Tower speakers are mostly a $1,000/pair-and-up category, so the models to which the HFF could be fairly compared are few. They include the $379-each Elac Debut F6, the $415-each Monitor Audio Bronze 6, the $349-each Klipsch R26F, and the $399-each Polk RTiA5. None of these speakers packs a driver complement as robust as the HFF's; at the most they have dual 6.5-inch woofers compared with the HFF's dual-eights. The HFF also has nicer fittings, although all of the competitors listed above are smaller and sleeker.
How do they compare sonically? The only ones I've heard are the Elac and Monitor Audio models. Neither is quite as muscular in the bass as the HFF; if you want to play stuff loud or listen to a lot of hip-hop or heavy rock, the Fluance is almost certainly your best choice of the bunch, although the others will likely have better upper-bass and lower-midrange definition. When it comes to the sound of the mids and treble, my guess (since I didn't have a chance to compare the speakers directly) is that the midrange might be kind of a toss-up, with the Elac and Monitor Audio models sounding a little more open, and I'd probably have a slight preference for the more vivid treble of the Elac and Monitor Audio models.

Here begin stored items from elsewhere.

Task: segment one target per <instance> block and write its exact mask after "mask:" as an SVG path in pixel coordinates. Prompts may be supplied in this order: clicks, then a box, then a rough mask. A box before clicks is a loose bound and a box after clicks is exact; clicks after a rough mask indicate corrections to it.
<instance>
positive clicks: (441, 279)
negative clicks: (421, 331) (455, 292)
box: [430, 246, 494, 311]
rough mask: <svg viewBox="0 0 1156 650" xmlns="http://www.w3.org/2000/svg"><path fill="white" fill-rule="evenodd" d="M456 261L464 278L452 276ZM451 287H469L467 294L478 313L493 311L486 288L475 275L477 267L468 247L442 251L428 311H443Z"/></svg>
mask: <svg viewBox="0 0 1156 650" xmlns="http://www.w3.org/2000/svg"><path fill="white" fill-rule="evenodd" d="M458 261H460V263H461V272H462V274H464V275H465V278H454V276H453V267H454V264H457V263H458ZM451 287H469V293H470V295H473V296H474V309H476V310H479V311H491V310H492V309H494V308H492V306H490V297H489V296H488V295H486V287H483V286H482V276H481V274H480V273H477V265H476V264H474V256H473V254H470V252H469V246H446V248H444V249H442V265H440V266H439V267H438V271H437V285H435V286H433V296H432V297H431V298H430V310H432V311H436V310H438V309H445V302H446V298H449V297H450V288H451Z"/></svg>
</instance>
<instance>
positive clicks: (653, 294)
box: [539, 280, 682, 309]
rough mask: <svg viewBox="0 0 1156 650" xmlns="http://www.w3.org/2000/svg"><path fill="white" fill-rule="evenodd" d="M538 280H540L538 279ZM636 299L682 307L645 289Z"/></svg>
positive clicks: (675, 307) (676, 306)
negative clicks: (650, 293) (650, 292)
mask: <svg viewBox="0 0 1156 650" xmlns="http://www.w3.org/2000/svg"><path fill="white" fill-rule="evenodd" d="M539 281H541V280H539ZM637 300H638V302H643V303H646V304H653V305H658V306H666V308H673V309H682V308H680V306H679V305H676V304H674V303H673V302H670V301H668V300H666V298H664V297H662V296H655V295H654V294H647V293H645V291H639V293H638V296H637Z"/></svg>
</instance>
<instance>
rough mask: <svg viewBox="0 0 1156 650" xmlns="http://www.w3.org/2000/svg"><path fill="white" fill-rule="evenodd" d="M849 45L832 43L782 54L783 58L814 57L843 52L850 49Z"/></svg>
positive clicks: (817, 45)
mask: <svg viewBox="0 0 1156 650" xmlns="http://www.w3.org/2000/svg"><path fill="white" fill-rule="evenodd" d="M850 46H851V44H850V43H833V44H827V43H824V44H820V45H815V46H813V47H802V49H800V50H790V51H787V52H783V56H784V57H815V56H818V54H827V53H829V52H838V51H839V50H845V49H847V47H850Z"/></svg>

Conclusion The HFF has to be considered one of today's best values in a tower speaker. There are certainly reasons to spend more, and there are speakers at this price you might prefer if you're willing to sacrifice some bass response for midrange and treble clarity. But if I had to pick a "best tower in the $700/pair range for most people," the HFF would be the first one to come to mind.